1. The Founders Founded 2016 by MIT dropout Alexandr Wang (19) and Carnegie Mellon grad Lucy Guo in San Francisco. Wang became the world's youngest billionaire at 25 after 2022 funding round. Guo left in 2018 over product disagreements. Company now employs ~2,000 people globally, built on vision of "API for human labor" to feed AI's hunger for labeled training data.

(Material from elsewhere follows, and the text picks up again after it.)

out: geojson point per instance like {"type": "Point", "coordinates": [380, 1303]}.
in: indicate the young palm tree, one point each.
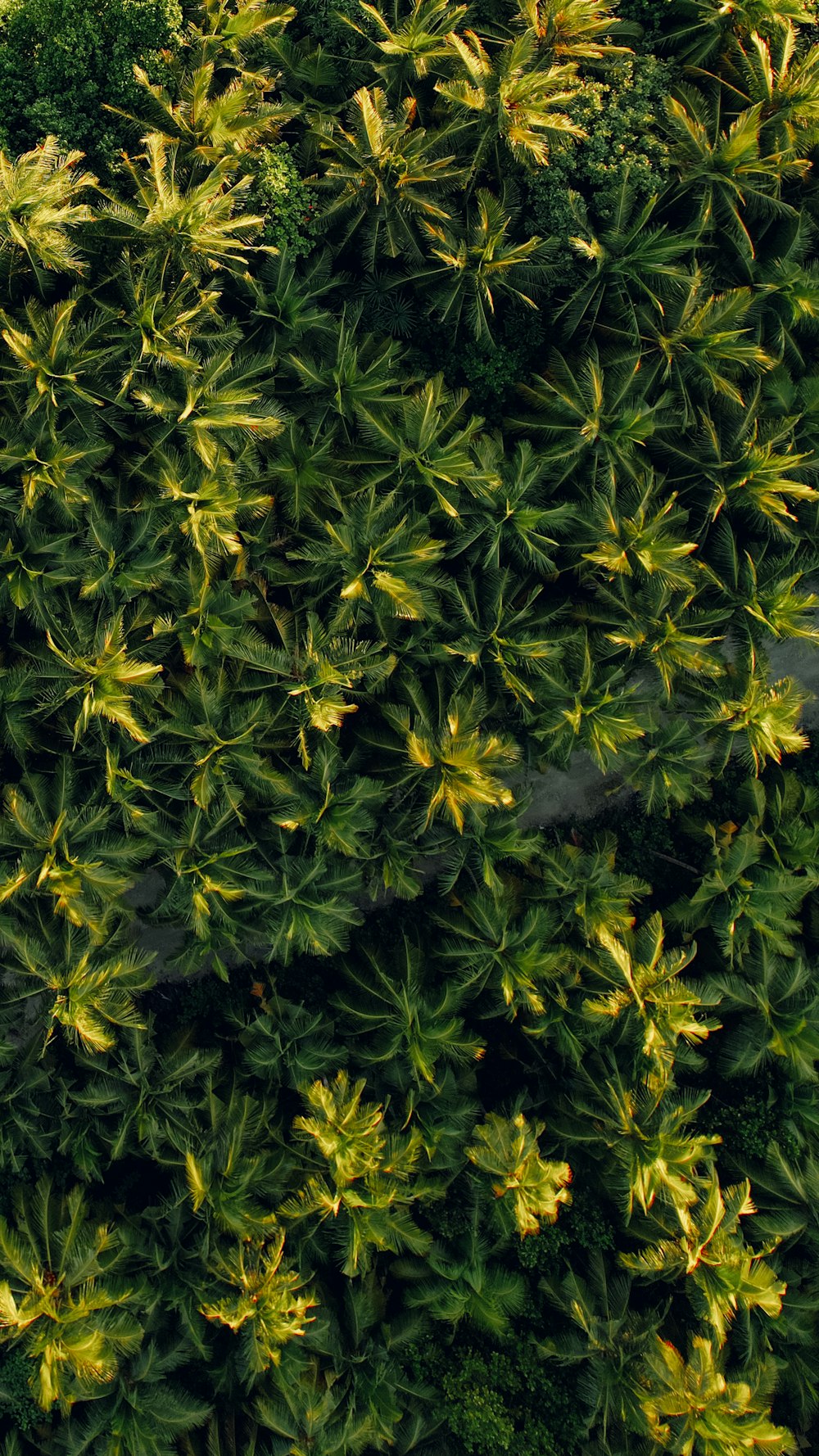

2. The Product Core strength: Converting messy data into AI-ready datasets through hybrid human-machine workflows. Platform handles everything from autonomous vehicle sensor data to chatbot training. Serves enterprise clients needing massive scale and precision - think millions of driving footage frames or government surveillance imagery. Recently expanded into AI model evaluation and safety testing. 🎯

3. The Competition Battles Labelbox (software-focused), legacy player Appen (struggling), and cloud giants' built-in tools like AWS SageMaker. Differentiates through enterprise-grade quality and government contracts requiring security clearance. Chinese tech giants build internal teams. Scale's moat: reputation for handling critical, sensitive projects where accuracy matters most.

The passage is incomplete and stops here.